The high cost of novel treatments is the major driver of negative or restricted reimbursement decisions by healthcare payers in many countries. Costly drugs can be subject to Market Access Agreements (MAAs), which are financial (Commercial Agreements [CAs]) or outcomes-based (Payment for Performance Agreements [P4Ps] or Coverage with Evidence Development agreements [CEDs]). Outcomes in outcomes-based MAAs are assessed through changes in surrogate endpoints (SEPs) or patient-relevant endpoints (PEPs).

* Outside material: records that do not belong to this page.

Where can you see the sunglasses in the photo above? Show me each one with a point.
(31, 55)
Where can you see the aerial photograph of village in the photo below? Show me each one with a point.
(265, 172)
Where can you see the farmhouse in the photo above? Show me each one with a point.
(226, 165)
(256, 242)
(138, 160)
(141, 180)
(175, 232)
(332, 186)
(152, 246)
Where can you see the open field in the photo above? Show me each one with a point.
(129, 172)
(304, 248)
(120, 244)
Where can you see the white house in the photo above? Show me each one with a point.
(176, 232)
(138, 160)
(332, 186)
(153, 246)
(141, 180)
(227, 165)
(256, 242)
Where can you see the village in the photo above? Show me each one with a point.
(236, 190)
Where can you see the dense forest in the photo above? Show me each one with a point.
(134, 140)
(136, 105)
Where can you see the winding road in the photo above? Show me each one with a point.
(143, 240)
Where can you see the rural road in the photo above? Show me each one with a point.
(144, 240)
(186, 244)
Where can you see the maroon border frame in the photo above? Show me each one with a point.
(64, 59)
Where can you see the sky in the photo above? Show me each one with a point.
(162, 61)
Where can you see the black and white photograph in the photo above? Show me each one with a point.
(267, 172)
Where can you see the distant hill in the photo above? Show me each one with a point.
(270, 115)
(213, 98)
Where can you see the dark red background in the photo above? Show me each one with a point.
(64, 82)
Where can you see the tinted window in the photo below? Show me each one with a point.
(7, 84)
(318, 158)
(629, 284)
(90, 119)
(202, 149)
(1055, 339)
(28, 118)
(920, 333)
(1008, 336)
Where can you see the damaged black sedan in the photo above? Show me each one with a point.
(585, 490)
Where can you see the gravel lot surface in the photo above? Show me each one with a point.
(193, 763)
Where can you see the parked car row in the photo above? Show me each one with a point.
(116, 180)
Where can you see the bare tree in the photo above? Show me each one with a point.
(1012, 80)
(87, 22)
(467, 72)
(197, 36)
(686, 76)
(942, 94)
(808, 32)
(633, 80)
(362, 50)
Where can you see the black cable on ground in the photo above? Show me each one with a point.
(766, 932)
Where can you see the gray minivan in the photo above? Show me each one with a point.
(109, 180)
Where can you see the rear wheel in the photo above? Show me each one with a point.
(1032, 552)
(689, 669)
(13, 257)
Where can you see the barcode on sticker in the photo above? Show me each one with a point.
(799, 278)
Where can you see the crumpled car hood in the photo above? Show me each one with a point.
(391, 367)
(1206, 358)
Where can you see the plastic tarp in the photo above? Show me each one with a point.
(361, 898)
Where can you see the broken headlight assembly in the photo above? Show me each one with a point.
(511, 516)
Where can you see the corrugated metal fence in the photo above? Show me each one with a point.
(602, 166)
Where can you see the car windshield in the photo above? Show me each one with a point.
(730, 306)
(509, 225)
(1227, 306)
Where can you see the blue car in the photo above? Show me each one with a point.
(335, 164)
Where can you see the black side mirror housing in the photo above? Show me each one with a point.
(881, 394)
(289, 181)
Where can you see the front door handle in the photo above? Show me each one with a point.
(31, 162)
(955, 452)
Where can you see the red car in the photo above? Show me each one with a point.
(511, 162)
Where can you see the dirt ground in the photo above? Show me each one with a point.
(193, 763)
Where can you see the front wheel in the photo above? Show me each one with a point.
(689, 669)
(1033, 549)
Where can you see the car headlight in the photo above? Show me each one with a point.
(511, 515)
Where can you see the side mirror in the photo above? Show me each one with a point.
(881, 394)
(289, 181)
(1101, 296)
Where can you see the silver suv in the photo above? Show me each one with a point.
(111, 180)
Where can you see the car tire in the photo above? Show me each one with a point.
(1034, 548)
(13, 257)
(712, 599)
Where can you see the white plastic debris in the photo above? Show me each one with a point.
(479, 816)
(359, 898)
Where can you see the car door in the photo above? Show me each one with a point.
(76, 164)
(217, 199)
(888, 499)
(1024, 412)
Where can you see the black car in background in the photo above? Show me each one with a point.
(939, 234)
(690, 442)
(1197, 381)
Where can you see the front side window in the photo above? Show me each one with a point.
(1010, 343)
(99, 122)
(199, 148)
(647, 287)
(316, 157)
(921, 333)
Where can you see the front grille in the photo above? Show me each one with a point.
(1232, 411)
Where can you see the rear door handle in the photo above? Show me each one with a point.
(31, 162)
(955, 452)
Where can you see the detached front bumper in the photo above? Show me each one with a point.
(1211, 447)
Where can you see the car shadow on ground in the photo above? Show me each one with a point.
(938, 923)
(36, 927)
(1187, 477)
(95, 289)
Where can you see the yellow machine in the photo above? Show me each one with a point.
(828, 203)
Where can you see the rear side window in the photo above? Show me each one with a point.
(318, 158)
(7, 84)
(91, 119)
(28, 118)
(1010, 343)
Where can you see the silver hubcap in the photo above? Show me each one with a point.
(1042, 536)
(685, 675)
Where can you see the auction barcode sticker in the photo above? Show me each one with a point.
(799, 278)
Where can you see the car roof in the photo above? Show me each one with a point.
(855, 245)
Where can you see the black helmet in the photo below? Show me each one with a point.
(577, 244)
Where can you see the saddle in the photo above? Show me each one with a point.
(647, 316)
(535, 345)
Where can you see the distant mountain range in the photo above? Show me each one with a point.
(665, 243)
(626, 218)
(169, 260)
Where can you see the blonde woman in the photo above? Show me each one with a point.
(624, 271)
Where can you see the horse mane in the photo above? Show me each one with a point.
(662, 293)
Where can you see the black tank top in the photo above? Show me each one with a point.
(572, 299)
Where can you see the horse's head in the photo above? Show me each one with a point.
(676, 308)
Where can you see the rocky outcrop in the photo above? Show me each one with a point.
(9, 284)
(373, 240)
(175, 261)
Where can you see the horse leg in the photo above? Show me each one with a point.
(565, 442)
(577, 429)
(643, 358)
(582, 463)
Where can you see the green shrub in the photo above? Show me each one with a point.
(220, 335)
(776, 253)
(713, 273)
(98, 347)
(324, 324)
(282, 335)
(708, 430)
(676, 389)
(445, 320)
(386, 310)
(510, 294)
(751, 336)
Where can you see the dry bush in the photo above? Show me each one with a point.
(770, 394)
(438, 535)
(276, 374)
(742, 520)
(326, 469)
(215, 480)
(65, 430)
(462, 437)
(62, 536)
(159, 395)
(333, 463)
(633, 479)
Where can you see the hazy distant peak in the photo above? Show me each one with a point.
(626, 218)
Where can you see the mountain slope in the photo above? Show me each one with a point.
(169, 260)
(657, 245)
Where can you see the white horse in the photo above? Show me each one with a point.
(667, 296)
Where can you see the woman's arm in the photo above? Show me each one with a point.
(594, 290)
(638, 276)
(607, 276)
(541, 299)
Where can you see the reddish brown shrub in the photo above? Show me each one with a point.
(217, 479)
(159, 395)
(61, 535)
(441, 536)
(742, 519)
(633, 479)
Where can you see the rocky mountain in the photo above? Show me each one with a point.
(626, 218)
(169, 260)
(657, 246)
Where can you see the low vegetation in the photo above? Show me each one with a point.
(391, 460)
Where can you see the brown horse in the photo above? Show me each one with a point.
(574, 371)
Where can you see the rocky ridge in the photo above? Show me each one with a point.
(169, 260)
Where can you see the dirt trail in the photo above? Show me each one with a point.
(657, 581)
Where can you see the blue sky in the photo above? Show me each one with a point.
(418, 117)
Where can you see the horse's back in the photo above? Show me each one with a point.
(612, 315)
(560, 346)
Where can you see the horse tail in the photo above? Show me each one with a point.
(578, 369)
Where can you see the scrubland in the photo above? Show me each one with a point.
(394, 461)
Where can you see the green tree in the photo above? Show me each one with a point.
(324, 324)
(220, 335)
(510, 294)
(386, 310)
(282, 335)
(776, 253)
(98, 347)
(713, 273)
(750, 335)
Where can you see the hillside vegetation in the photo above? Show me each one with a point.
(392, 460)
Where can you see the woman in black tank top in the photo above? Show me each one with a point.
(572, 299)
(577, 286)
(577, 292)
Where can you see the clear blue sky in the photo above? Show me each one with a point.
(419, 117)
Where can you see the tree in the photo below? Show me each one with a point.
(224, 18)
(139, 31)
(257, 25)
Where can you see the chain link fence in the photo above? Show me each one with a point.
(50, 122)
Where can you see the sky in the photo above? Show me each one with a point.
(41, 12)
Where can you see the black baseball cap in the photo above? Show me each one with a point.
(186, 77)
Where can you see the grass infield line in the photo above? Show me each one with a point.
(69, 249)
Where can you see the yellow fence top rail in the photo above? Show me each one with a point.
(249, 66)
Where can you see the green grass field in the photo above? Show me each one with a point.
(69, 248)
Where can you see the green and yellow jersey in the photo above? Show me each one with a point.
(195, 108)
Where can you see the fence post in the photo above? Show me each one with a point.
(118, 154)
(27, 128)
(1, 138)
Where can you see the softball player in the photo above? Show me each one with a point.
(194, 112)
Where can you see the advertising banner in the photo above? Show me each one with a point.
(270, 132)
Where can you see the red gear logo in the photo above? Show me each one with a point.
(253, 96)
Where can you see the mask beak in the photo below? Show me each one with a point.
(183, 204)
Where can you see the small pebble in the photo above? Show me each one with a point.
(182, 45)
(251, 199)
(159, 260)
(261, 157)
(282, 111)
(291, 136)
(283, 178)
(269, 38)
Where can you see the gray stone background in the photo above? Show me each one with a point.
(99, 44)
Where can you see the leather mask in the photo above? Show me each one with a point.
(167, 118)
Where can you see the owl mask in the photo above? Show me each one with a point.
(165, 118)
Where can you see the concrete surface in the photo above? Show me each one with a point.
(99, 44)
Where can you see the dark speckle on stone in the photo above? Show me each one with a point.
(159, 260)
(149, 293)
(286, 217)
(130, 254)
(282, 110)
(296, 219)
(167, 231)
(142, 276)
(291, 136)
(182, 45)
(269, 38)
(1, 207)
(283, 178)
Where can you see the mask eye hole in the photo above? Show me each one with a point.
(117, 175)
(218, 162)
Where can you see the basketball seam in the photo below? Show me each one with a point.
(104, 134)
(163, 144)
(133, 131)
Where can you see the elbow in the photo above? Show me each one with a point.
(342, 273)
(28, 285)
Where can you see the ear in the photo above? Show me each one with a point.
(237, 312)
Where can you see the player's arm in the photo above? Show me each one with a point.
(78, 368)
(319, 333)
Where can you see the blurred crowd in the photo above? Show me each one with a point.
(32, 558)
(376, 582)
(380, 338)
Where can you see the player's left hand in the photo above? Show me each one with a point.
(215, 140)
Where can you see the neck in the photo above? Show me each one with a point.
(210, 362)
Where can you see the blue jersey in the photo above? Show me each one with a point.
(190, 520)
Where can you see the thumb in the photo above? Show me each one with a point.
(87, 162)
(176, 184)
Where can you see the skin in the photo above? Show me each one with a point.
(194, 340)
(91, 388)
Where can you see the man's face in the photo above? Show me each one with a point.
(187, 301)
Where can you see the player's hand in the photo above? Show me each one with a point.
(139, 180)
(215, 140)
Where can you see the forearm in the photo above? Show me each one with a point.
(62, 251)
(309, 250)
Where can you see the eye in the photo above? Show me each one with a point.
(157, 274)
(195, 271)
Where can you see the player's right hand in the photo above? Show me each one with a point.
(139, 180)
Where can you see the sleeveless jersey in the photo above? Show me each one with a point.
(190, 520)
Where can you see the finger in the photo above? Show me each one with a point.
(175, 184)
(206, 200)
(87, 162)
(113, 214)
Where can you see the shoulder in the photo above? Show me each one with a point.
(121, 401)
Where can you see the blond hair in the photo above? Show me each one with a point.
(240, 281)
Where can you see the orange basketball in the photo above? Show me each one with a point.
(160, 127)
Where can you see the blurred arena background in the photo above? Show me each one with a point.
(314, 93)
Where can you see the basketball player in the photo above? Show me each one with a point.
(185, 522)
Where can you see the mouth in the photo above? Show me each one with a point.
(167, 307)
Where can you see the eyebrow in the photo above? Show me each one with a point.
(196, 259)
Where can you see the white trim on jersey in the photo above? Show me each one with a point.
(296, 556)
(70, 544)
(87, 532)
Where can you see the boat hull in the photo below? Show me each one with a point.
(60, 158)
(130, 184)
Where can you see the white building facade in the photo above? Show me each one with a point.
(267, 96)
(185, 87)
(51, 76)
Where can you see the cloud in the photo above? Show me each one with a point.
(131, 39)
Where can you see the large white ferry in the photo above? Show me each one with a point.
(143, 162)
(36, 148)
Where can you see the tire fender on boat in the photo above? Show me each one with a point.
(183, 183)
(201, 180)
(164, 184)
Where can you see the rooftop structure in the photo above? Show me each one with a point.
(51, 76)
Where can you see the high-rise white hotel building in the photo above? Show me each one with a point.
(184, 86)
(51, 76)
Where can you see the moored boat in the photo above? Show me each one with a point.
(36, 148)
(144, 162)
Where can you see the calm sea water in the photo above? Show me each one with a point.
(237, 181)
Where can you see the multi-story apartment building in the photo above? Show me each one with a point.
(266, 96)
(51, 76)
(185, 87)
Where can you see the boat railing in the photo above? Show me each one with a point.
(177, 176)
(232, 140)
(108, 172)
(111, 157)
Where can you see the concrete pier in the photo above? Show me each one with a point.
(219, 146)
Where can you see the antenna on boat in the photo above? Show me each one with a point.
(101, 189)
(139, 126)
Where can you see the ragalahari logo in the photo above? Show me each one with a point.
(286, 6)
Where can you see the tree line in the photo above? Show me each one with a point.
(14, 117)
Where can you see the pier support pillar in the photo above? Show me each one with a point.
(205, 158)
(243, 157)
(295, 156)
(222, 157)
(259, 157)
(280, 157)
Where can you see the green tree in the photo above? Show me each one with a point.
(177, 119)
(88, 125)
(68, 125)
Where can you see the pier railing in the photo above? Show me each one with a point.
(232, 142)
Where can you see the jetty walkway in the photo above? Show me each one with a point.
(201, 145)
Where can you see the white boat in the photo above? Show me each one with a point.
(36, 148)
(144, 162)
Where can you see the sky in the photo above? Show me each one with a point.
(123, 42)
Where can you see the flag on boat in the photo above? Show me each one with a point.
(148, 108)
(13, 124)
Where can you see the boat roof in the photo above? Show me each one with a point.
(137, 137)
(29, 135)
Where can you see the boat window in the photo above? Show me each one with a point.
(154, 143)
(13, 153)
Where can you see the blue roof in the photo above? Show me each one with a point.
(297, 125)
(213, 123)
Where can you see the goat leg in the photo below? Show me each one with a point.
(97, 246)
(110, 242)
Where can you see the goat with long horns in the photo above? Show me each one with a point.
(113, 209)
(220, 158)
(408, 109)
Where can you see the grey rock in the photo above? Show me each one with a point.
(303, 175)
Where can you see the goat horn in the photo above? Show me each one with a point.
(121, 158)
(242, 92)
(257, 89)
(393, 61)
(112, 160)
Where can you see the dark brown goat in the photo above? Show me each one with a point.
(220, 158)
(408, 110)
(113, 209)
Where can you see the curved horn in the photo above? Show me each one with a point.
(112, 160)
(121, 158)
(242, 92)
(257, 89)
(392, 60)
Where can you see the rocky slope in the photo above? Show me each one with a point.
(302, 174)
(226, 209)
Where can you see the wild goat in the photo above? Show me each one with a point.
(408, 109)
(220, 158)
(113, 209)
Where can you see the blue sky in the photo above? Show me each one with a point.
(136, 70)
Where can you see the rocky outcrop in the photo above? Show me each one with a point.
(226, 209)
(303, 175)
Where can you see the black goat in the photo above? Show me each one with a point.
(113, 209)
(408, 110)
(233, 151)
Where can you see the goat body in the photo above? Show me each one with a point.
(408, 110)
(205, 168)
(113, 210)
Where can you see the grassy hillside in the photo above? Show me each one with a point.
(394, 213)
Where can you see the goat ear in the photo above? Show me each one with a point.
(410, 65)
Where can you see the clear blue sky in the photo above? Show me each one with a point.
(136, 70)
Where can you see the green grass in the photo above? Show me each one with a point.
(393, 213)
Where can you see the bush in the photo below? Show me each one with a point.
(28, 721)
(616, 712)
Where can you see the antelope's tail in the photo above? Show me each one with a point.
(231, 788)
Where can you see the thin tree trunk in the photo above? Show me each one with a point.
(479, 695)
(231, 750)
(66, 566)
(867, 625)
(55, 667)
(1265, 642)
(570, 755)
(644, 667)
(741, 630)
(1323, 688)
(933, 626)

In May 2015, we reviewed published and grey literature on MAAs between manufacturers and large, institutionalised payers from all geographical areas, and classified the schemes into CAs, P4Ps and CEDs, as well as by therapeutic area and country. Outcomes-based MAAs were further categorized by the endpoint used. Overall, we identified 143 MAAs, 56 (39.2%) of which were pure CAs, 53 (37.1%) were CEDs, and 34 (23.8%) were P4Ps. Among the CEDs, 49 were PEP CEDs and four were SEP CEDs; of the 34 P4Ps, 29 were SEP P4Ps for 30 drugs, and five were PEP P4Ps for at least six drugs; and among 87 outcomes-based MAAs (CEDs+P4Ps), PEP CEDs were the most common (56.3%), followed by SEP P4Ps (34.1%). The high proportion of SEPs used in P4Ps contrasts with the high proportion of PEPs used in CEDs. CEDs employ PEPs and it appears that they are used to reduce uncertainty about a drug's clinical outcomes and/or real-life use, and thus allow payers to align a product's value with price. We argue that P4Ps do not reduce uncertainty about real-life effectiveness and can only constitute an outcome guarantee for payers if they are based on PEPs or validated SEPs.